In December, the National Green Tribunal had set aside the Tamil Nadu government’s order for shutting down the controversial smelter in Tuticorin
The Supreme Court, on Monday (February 18), refused to allow reopening of the protest-hit Sterlite Copper plant in Tuticorin (Thoothukudi), but allowed its owner, the Vedanta Group, to approach the Madras High Court for resolution of its dispute with the Tamil Nadu government which had ordered shut down of the smelter.
The Supreme Court’s verdict, by a bench of Justices Rohinton Fali Nariman and Vineet Saran, sets aside a December 15 order of the National Green Tribunal which had quashed the Tamil Nadu government’s direction for closure of the Sterlite Copper plant. The NGT had termed the Tamil Nadu government’s order as “non-sustainable” and “unjustified”. The Tamil Nadu government had then moved the Supreme Court seeking quashing of the NGT’s order.
The AIADMK-led state government was forced to shut down Vedanta’s copper smelter in May last year after violent protests against the plant’s expansion in Tuticorin claimed the lives of 13 locals. Chief Minister E. Palaniswamy had ordered the state pollution control board to seal and “permanently” close the Sterlite Copper plant after the locals were gunned down in police firing, triggering large scale unrest and political backlash against the state government from the Opposition, in particular the MK Stalin-led DMK and Vaiko’s MDMK.
The NGT had, in December last year, directed the Tamil Nadu State Pollution Control Board to issue a fresh order of renewal of consent for the smelter within three weeks.
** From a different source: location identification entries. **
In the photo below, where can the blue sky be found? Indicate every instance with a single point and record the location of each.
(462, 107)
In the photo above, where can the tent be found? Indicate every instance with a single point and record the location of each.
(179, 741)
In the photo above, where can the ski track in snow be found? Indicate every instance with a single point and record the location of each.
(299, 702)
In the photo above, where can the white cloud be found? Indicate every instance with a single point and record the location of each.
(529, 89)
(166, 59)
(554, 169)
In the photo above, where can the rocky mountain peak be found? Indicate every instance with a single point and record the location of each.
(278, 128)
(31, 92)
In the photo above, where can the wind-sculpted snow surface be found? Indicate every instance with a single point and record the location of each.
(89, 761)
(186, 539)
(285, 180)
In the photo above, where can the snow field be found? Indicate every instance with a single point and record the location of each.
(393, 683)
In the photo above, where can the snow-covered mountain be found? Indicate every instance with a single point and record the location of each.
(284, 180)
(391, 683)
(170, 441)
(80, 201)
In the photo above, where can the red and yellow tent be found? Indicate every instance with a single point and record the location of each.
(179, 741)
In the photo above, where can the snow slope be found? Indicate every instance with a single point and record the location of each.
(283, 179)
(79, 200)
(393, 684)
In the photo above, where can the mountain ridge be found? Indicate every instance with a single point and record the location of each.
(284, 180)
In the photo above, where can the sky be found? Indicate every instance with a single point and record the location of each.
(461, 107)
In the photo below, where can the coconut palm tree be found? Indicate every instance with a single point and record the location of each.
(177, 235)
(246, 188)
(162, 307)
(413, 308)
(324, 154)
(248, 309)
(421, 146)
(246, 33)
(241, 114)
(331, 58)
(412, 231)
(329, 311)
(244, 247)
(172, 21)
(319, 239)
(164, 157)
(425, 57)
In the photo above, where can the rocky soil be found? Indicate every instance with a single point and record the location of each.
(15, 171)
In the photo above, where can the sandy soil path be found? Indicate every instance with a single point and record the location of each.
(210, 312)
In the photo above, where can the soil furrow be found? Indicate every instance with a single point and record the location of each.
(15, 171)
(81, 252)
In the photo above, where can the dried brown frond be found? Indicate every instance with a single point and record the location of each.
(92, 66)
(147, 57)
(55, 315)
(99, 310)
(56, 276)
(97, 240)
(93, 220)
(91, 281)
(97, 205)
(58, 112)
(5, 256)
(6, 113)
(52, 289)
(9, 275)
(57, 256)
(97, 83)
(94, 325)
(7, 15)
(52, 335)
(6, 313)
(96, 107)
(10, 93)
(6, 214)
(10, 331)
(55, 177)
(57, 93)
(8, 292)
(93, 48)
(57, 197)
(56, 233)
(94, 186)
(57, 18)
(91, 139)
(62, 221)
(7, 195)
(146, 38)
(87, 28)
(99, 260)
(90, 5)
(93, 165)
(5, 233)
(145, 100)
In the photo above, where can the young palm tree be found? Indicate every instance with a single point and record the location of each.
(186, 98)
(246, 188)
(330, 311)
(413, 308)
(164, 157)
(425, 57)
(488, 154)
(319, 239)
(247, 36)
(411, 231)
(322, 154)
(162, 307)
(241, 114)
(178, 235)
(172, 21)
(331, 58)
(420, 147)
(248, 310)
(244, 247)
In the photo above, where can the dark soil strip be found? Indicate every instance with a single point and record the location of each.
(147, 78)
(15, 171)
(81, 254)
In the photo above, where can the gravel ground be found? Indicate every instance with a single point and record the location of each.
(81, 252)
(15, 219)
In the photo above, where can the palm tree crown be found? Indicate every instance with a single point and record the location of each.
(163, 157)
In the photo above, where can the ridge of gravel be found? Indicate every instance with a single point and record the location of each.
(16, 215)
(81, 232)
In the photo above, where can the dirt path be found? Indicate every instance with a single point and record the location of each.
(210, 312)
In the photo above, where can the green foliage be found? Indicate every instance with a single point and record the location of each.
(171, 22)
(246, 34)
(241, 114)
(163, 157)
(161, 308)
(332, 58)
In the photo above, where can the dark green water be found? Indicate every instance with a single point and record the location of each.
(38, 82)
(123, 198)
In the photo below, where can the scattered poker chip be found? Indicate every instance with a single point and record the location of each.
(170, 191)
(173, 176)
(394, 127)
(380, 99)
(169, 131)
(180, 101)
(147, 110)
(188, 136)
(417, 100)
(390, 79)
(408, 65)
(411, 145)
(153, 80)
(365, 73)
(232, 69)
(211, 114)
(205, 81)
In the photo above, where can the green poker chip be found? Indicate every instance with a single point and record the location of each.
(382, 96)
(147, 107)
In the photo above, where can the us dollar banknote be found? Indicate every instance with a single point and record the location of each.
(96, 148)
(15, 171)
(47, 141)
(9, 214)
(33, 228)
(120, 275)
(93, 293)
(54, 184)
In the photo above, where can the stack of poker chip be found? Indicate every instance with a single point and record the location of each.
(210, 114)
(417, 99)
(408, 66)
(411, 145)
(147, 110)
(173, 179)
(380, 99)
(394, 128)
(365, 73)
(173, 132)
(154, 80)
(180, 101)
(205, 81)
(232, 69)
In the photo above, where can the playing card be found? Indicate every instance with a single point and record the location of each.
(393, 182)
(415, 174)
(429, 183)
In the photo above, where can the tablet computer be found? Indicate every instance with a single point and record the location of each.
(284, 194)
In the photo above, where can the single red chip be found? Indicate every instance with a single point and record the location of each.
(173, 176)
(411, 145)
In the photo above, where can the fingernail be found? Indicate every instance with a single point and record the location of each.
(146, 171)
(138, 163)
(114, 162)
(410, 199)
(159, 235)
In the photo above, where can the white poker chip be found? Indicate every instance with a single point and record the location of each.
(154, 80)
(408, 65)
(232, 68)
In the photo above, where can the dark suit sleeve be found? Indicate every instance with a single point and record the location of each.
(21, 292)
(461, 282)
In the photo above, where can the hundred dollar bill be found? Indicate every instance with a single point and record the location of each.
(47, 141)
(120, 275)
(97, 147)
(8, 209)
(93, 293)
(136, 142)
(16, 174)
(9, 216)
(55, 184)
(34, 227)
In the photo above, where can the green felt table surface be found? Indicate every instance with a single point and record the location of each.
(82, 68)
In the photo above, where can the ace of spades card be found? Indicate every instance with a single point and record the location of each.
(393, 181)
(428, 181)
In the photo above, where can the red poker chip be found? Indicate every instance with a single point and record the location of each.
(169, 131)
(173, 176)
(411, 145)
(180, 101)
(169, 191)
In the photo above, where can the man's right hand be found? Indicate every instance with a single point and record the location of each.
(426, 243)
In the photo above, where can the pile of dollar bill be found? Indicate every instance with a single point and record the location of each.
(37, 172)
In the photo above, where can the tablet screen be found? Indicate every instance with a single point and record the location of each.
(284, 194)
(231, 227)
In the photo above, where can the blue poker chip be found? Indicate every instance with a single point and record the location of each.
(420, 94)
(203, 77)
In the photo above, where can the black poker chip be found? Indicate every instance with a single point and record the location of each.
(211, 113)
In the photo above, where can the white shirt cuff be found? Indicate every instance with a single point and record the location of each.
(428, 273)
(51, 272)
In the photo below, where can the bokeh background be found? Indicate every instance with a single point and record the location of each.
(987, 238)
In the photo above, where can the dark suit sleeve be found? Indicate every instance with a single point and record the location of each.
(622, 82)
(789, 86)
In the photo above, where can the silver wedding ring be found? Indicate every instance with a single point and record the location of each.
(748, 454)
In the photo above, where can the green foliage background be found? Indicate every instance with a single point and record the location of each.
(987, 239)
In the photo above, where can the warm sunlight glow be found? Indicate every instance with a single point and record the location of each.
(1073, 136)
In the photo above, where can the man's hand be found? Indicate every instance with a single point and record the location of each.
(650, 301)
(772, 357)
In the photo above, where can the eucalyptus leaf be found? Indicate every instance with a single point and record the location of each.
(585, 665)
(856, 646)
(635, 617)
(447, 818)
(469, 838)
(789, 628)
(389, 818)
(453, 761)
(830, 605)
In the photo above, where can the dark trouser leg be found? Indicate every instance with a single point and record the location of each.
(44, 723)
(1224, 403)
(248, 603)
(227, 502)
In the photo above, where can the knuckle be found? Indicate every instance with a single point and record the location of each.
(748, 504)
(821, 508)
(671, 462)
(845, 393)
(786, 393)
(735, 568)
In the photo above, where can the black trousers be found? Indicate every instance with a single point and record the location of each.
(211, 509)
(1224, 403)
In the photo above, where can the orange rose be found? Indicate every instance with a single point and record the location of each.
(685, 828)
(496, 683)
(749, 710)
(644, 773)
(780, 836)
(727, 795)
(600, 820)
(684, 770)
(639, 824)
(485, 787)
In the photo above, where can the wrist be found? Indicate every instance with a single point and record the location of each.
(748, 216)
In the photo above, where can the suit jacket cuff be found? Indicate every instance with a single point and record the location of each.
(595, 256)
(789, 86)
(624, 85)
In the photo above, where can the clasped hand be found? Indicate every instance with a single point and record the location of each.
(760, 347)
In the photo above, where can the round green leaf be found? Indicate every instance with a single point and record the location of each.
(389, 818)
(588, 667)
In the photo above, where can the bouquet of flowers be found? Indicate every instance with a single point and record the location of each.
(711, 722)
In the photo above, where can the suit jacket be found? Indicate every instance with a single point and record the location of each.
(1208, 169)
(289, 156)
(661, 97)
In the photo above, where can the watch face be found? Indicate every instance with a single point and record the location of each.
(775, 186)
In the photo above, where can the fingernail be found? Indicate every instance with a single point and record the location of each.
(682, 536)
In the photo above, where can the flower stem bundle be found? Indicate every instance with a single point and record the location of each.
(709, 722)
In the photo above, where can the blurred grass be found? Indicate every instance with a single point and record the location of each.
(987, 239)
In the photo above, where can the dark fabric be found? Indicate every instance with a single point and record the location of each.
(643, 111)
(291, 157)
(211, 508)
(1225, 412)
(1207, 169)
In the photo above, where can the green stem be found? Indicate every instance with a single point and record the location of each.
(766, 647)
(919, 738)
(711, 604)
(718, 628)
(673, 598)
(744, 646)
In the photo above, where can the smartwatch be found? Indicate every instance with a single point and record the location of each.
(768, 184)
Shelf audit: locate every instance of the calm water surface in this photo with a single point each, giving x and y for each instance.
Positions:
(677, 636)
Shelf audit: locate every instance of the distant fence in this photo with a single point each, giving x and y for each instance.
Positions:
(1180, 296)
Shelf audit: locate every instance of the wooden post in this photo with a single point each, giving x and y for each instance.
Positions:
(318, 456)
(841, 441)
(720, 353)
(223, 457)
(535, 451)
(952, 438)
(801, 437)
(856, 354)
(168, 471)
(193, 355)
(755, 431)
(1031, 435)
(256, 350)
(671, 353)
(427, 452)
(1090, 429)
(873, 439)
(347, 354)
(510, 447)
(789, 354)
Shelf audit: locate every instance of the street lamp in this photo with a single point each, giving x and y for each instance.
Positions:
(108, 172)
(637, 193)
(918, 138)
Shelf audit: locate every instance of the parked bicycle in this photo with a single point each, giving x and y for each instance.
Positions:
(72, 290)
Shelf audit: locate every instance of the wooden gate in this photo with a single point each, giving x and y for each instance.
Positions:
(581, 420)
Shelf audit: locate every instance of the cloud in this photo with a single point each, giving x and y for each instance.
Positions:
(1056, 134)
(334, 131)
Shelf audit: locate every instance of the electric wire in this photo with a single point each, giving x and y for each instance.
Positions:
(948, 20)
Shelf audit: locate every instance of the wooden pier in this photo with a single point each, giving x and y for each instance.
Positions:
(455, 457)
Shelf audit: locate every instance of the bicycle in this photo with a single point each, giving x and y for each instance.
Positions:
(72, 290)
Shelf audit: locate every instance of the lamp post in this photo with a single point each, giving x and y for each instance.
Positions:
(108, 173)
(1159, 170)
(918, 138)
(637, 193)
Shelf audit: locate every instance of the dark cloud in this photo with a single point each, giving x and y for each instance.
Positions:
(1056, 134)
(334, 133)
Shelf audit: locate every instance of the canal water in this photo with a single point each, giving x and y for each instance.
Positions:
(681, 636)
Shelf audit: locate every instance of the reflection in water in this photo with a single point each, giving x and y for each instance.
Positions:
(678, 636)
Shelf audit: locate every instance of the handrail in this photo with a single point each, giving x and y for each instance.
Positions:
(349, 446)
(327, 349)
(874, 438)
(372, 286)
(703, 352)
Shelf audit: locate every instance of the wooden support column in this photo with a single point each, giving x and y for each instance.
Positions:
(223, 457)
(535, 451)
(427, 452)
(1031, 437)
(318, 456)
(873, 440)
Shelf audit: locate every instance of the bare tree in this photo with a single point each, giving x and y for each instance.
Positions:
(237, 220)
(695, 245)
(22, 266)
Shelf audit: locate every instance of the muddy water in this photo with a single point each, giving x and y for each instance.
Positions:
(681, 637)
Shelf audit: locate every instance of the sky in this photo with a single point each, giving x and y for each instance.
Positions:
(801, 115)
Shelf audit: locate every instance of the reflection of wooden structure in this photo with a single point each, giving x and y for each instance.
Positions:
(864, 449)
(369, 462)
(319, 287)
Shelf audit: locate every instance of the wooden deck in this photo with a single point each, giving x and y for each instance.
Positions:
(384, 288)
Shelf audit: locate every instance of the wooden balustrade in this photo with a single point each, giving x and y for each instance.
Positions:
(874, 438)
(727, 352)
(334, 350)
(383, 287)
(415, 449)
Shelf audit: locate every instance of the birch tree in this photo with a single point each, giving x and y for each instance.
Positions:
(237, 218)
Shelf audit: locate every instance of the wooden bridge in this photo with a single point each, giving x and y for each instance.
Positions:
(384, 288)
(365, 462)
The board had, however, refused to comply with the NGT order and moved the Supreme Court instead.
On January 8, the apex court refused to stay the tribunal’s order allowing the plant to reopen. Later, on January 29, the state pollution control board informed the top court that pollutants from the Sterlite plant were seeping into the groundwater and the nearby Uppar river. The board submitted before the top court that the NGT did not take into account relevant data, documents and evidence before quashing the Tamil Nadu government’s orders for shutting down the plant. The state government had also submitted that the Vedanta Group had failed to comply with the pollution norms.
Tuticorin had been on the edge ever since the Supreme Court, earlier this month, said that it would pronounce its verdict on February 18 on whether the plant can be re-opened or not. Security had been stepped up in Tuticorin and its vicinity since Sunday (February 17) anticipating fresh protests if the plant were allowed to be reopened.
“Lakhs of people have registered their protest earlier. We hope the plant is permanently removed from here,” M. Krishnamoorthy of Anti-Sterlite Tamils Federation, had told reporters a day before the top court’s scheduled pronouncement of the verdict.